Je pense que non avec la dette colossale dans laquelle nous sommes englués (1 700 milliards d’euros), qui génère mécaniquement, chaque année, des intérêts énormes que nous n’avons pas la capacité de payer sans faire sauter certains tabous !

Le gouvernement a prévu une série de mesures qui, sans toucher aux dépenses sociales de redistribution et sans réduire les dépenses de l’État, permettraient de trouver environ 1 milliard d’euros cette année et 11 milliards en 2012. Pour payer les intérêts de la dette en 2012, il faudra encore, dans ce cas de figure, emprunter une quarantaine de milliards d’euros ! Ces mesures sont donc nettement insuffisantes et nous conduiront à bref délai à avoir recours à un véritable plan de rigueur.

Il reste pourtant, avant de passer à la rigueur extrême, deux sources d’économies importantes, mais qui demeurent taboues :

La fraude généralisée qui touche principalement tous les organismes de redistribution sociale, fraude que les experts évaluent à plus de 20 milliards d’euros.

Les dépenses dues à l’immigration légale et illégale qu’il est possible de réduire fortement (toutes les estimations sérieuses les chiffrent à plusieurs dizaines de milliards d’euros), en s’approchant d’une immigration zéro.
Il serait bon également de ne pas se contenter d’une règle d’or qui permettrait encore un déficit annuel de 3 %, car cette tromperie déboucherait à terme sur un endettement important, alors qu’il est nécessaire de reconstituer de véritables et substantielles économies de réserve.

Pourquoi doit-on réduire fortement l’immigration ? Parce que l’immigration que nous connaissons est un engrenage mortel pour la France.
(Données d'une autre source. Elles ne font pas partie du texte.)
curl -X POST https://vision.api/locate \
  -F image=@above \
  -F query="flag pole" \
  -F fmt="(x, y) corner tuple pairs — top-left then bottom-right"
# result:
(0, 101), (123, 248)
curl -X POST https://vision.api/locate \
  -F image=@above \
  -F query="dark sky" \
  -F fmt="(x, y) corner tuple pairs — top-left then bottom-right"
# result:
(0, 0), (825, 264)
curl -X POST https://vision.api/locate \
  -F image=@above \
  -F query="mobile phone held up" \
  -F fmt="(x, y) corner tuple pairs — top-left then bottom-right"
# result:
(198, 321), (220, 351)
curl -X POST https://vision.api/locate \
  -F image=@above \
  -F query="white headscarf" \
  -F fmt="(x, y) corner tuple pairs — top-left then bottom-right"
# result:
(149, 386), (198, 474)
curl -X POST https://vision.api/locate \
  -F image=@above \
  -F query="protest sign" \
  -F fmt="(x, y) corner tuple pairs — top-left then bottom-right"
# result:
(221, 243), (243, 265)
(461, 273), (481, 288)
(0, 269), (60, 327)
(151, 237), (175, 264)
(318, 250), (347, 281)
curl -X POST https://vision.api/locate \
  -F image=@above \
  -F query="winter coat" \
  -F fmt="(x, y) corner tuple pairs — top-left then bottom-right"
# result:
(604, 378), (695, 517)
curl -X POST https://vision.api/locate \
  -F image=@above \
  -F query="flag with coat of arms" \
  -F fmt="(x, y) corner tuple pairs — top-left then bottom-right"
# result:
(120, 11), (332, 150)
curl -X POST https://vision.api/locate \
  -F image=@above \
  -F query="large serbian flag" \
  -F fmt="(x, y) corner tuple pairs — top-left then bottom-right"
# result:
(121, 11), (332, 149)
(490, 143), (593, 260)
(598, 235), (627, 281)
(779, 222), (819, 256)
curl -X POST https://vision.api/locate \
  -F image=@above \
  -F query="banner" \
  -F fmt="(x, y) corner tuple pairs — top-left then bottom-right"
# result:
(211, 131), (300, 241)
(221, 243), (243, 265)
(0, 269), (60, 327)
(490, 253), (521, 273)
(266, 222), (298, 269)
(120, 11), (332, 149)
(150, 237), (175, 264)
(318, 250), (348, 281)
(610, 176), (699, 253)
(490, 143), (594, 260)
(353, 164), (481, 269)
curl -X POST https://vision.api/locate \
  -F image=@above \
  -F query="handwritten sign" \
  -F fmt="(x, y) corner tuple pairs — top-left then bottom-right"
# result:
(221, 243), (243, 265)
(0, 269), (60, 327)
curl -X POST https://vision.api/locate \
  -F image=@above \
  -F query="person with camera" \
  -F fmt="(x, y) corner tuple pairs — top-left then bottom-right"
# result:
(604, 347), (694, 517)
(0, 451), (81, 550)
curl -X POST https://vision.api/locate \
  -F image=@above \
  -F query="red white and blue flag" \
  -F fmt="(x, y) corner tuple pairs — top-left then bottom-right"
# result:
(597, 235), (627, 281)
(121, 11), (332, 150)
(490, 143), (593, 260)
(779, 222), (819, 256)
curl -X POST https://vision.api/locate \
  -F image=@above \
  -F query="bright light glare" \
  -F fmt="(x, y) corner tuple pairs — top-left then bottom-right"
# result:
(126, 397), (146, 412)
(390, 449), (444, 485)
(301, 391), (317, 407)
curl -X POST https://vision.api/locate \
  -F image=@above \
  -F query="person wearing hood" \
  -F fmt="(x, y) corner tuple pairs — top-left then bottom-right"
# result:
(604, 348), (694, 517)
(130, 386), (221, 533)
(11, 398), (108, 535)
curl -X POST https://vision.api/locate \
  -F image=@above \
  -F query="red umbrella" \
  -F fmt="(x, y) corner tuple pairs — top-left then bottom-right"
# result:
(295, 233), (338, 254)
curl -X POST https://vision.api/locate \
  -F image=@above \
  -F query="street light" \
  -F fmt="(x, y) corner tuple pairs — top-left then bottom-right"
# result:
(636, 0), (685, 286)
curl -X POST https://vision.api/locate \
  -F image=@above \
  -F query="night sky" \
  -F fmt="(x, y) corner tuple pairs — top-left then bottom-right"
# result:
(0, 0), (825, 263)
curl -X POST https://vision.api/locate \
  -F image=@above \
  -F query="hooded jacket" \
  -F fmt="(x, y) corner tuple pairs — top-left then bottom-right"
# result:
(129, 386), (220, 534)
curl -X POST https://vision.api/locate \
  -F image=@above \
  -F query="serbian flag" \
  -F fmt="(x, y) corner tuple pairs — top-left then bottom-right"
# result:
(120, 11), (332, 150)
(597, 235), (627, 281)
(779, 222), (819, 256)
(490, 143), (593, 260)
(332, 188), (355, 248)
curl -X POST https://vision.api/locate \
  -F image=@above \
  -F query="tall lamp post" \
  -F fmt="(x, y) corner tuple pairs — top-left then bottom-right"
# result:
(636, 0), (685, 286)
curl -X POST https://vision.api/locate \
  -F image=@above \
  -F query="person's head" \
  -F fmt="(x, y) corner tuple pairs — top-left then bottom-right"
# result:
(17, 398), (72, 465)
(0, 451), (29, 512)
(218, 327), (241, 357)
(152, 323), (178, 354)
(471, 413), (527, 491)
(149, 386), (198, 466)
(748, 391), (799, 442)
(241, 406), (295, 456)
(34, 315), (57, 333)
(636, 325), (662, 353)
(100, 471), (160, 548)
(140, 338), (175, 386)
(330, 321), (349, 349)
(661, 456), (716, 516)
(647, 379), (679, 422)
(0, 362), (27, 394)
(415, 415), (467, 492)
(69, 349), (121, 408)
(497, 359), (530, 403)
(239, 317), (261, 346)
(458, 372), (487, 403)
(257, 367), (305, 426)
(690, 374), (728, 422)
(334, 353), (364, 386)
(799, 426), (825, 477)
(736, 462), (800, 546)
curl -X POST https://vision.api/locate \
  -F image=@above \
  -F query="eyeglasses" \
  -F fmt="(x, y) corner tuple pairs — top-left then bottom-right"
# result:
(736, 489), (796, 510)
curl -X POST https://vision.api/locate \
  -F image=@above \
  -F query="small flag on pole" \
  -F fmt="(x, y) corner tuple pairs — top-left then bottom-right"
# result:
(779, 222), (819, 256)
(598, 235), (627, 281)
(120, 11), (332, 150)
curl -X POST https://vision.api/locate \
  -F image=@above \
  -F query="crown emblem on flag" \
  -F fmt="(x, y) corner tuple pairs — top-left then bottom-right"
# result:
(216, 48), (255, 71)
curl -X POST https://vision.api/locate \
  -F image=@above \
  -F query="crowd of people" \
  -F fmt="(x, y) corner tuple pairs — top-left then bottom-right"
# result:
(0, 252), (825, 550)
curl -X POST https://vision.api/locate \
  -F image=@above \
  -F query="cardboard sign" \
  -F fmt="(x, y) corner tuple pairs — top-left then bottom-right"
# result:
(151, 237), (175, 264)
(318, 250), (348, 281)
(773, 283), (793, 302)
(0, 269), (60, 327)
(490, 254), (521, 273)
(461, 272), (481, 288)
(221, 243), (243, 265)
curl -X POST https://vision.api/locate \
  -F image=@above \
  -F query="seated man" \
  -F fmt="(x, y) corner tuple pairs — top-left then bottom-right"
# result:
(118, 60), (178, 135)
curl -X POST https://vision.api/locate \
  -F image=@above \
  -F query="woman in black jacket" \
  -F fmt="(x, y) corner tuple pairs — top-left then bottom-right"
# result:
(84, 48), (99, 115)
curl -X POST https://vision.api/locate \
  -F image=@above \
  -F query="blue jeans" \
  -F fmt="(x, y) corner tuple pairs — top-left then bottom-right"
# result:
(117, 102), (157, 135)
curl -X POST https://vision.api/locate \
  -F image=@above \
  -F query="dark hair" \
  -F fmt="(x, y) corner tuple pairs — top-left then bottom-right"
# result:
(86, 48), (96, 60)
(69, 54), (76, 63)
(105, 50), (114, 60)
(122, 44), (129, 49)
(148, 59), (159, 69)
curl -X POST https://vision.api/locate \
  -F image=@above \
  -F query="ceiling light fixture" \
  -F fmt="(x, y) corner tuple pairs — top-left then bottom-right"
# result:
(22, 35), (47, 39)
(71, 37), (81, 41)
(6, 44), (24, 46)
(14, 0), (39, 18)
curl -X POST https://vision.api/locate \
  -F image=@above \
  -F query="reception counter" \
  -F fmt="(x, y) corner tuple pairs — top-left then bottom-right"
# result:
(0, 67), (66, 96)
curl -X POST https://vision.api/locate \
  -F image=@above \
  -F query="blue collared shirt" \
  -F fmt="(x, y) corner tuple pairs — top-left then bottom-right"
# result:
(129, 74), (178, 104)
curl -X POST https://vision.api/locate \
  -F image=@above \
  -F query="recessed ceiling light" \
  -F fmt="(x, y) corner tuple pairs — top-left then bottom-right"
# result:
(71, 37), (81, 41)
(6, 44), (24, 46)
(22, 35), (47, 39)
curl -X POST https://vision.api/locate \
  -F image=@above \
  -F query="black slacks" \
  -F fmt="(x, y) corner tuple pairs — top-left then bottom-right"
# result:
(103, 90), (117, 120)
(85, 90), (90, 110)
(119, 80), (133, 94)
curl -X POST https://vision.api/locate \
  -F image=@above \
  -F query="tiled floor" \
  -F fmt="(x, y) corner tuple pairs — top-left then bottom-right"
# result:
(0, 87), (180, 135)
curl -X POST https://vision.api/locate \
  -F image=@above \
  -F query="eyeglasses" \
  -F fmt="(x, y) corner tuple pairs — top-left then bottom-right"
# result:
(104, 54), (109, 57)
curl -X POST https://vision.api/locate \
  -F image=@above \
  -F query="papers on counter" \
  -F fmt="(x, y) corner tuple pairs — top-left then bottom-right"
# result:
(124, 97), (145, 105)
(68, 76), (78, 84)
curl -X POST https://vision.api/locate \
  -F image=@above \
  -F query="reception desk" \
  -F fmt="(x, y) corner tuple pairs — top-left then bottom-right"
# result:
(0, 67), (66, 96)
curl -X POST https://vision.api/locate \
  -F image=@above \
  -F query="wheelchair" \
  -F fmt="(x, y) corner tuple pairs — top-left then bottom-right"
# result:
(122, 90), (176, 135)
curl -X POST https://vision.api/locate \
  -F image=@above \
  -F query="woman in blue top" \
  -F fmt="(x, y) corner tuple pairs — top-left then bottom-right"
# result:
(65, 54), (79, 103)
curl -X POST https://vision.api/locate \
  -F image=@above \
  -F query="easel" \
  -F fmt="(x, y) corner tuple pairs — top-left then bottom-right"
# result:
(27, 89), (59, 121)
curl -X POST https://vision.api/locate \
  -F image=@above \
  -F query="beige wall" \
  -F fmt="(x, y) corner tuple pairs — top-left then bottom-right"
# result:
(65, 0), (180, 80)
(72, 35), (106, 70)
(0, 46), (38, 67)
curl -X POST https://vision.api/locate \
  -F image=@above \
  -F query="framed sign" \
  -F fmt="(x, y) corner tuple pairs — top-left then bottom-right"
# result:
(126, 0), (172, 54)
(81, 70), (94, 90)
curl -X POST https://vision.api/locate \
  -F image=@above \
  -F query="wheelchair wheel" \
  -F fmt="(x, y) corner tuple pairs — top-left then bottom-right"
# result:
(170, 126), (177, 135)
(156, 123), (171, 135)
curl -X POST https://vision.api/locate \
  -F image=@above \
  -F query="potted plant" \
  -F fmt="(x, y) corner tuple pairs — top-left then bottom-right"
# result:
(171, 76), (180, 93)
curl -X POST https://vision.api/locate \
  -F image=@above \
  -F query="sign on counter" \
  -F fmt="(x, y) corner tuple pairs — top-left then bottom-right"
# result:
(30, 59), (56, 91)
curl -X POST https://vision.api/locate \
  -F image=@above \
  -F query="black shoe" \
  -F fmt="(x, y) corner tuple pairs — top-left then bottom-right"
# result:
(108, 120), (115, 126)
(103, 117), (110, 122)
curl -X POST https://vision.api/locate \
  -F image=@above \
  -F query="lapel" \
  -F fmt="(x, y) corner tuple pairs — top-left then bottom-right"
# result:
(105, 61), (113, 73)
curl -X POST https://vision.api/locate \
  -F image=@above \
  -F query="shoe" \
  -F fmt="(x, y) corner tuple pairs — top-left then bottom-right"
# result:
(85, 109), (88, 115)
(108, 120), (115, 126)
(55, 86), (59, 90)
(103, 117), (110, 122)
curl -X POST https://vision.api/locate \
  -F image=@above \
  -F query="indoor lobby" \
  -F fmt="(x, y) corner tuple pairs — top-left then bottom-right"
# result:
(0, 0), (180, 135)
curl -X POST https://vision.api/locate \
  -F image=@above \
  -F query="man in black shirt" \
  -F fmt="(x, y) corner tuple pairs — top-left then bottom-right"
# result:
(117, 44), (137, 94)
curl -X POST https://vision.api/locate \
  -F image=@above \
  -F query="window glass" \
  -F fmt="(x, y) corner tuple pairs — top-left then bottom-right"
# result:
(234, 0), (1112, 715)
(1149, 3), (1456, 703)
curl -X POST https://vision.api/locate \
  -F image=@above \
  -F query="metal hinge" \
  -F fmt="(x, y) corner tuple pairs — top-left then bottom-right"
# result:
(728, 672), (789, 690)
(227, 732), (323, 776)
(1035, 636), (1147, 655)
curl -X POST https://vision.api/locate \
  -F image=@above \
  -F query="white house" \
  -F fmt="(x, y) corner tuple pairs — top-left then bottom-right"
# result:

Nous voyons bien qu’elle détruit son identité, amplifie tous les problèmes sociaux (logement, santé, délinquance, criminalité, chômage…), donc tous les coûts qui en découlent. Et nous n’en avons plus besoin, avec près de 3 millions de chômeurs (et même, en réalité, 5 millions de personnes en âge de travailler sans emploi).

Je sais qu’après la seconde guerre mondiale et pendant les 30 glorieuses, la demande en main-d’œuvre a été forte, ce qui a justifié une immigration de travail pour certains emplois souvent pénibles ou dévalorisants que les Français ne voulaient pas faire.

Beaucoup de ces immigrés se sont installés définitivement en France, ont fait souche, et sont devenus Français. Leurs enfants passés par l’école républicaine n’avaient pas beaucoup de goût pour les métiers exercés par leurs parents et aspiraient à mieux. On les comprend. Ils entraient donc sur le marché du travail en concurrence avec les Français de souche européenne.

Alors que l’immigration continuait pour occuper les emplois délaissés par les Français ou libérés par les primo-immigrants partis en retraite, le chômage, devenait un problème qui allait s’amplifier jusqu’au niveau que nous connaissons.

Pendant que la mondialisation détruisait l’emploi en France, l’immigration se transformait progressivement en immigration de peuplement permettant à la France de retrouver une fécondité assurant le renouvellement de la population.

Cette fécondité est un bien, mais un bien pernicieux, puisque, maintenant, l’excédent des naissances sur les décès est de plus de 250 000 par an, tandis que l’excédent migratoire déclaré par l’INED dépasse les 100 000, c'est-à-dire que la population française s’accroît tous les 3 ans de plus d’un million de personnes !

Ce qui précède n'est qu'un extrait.